The True Apple TV

In the face of rumors that Apple is working on a TV, many remain skeptical that they would get into such a commoditized business. Let me offer some counterpoints.

The boundary between computers and TVs is blurring. TVs are becoming increasingly connected and “smart”, while personal computers are becoming a platform for obtaining, viewing, and serving video content. This follows the convergence of mobile phones and computing, and a shakeup of the mobile phone industry since 2008.

While the hardware specs of current TVs are decent, the user interface leaves something to be desired, both in terms of software and hardware. Think of how poor the remote control, built-in Internet “apps”, channel guide, and configuration settings are on most TVs. There is room for improvement in the user experience, and no doubt Apple believes it can do much better.

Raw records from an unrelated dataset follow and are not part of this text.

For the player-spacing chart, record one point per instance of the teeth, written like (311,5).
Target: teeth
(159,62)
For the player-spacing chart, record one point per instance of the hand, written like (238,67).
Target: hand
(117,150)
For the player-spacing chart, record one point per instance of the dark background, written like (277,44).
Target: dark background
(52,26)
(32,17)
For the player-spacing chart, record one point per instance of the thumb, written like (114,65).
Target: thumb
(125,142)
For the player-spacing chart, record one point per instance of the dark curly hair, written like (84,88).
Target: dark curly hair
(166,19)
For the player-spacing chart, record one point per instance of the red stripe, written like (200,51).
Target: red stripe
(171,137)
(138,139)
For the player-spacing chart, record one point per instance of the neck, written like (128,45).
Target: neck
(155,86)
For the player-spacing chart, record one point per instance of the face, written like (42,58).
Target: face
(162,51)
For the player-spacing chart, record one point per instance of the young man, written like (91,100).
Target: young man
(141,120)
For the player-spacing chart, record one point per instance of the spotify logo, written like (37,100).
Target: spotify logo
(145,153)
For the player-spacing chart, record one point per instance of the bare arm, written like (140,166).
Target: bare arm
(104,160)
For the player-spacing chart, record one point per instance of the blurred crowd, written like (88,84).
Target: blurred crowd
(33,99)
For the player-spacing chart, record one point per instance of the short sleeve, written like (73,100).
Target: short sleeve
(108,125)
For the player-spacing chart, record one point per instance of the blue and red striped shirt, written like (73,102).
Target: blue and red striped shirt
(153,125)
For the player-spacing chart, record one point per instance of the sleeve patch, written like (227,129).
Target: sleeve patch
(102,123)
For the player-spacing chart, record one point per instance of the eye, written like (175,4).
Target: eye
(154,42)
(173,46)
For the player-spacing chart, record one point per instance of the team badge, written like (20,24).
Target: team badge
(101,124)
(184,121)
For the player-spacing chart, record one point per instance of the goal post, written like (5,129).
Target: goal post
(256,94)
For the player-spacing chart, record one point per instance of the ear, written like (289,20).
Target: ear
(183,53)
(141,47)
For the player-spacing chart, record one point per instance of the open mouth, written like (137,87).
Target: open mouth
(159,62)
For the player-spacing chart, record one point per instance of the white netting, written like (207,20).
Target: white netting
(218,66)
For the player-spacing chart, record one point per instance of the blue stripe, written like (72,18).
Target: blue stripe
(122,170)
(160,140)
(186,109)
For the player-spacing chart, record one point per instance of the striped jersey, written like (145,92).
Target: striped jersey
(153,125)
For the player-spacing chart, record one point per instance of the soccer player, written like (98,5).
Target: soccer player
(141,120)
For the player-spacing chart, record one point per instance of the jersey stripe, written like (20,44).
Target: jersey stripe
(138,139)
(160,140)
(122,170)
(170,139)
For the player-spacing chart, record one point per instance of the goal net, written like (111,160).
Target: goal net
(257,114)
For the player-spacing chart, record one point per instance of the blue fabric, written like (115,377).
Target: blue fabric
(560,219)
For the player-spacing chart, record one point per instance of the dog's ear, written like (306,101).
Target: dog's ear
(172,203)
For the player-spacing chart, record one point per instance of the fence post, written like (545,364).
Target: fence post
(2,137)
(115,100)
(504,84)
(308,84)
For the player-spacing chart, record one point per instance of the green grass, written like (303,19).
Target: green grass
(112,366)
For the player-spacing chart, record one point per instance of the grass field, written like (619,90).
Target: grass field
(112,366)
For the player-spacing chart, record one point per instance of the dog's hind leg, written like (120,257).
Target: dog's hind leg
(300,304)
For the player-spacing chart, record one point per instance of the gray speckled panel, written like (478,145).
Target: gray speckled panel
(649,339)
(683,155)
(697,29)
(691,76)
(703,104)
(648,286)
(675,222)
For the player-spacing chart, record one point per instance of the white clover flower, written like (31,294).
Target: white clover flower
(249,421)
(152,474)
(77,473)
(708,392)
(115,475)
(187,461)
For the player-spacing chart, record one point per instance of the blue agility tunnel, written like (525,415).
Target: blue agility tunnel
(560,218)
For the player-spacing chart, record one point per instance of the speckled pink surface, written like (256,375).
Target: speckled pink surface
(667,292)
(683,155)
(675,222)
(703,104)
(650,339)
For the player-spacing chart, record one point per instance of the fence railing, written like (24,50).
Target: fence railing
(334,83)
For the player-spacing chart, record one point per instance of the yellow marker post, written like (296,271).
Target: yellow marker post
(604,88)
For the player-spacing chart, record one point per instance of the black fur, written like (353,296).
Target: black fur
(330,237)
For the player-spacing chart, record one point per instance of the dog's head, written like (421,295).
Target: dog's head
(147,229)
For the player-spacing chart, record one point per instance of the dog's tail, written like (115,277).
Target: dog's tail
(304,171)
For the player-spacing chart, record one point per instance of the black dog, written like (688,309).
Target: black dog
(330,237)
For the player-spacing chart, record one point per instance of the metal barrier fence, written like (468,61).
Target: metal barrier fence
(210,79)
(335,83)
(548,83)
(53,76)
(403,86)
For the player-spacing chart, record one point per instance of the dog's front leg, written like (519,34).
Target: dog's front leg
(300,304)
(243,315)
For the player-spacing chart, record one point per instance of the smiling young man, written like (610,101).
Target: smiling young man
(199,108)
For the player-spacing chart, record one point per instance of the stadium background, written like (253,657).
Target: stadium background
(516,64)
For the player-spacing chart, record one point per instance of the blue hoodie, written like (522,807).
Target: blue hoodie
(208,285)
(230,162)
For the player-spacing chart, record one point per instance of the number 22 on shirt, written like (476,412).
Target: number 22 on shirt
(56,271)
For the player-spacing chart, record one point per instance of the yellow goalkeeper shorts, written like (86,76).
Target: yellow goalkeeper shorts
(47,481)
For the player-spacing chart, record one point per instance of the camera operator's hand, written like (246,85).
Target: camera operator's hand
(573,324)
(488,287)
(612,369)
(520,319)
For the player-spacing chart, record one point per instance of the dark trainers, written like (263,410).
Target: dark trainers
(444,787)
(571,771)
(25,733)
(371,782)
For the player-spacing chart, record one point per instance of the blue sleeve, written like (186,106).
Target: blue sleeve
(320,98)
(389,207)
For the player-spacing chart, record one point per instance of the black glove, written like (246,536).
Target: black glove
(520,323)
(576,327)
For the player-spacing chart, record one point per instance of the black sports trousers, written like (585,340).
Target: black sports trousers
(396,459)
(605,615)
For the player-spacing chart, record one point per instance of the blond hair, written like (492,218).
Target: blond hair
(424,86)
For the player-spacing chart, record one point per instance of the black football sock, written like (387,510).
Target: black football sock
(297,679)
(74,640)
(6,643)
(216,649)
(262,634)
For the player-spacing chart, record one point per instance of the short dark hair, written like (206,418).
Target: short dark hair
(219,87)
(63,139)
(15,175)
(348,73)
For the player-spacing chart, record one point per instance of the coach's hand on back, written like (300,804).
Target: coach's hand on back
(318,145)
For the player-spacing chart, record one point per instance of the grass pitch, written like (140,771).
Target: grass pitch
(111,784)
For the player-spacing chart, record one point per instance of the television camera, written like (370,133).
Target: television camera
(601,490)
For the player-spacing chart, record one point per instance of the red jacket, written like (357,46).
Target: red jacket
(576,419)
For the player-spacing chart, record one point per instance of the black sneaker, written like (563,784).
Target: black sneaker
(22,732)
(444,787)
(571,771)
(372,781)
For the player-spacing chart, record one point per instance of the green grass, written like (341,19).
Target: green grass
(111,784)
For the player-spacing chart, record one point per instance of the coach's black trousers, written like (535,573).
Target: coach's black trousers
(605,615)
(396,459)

In markets that Apple does enter, they favor streamlined integration, from the original Macintosh to the current iMac. Not only does this integration lead to simplicity and elegance, but it opens doors to new possibilities, some of which I’ll talk about in a later post. This also includes the aforementioned TV remote, channel guide, and settings. Having a standalone device like the current Apple TV doesn’t fit with this philosophy.

There are still compelling reasons to offer a standalone device: to reach those who’ve already bought an HDTV, and to allow people to upgrade their Apple TVs without tossing out their perfectly good TV sets. As to the second, upgrade concerns will soon become irrelevant. Once cloud-based storage and 1080p resolution are rolled out fully, only software updates will be needed to stay relatively up to date. They are nearly there. As to the first, Apple might offer a standalone device alongside the integrated model.

But only as a reluctant, and perhaps temporary, measure. To Apple, the standalone model is only a step toward their vision of an integrated one, the true Apple TV.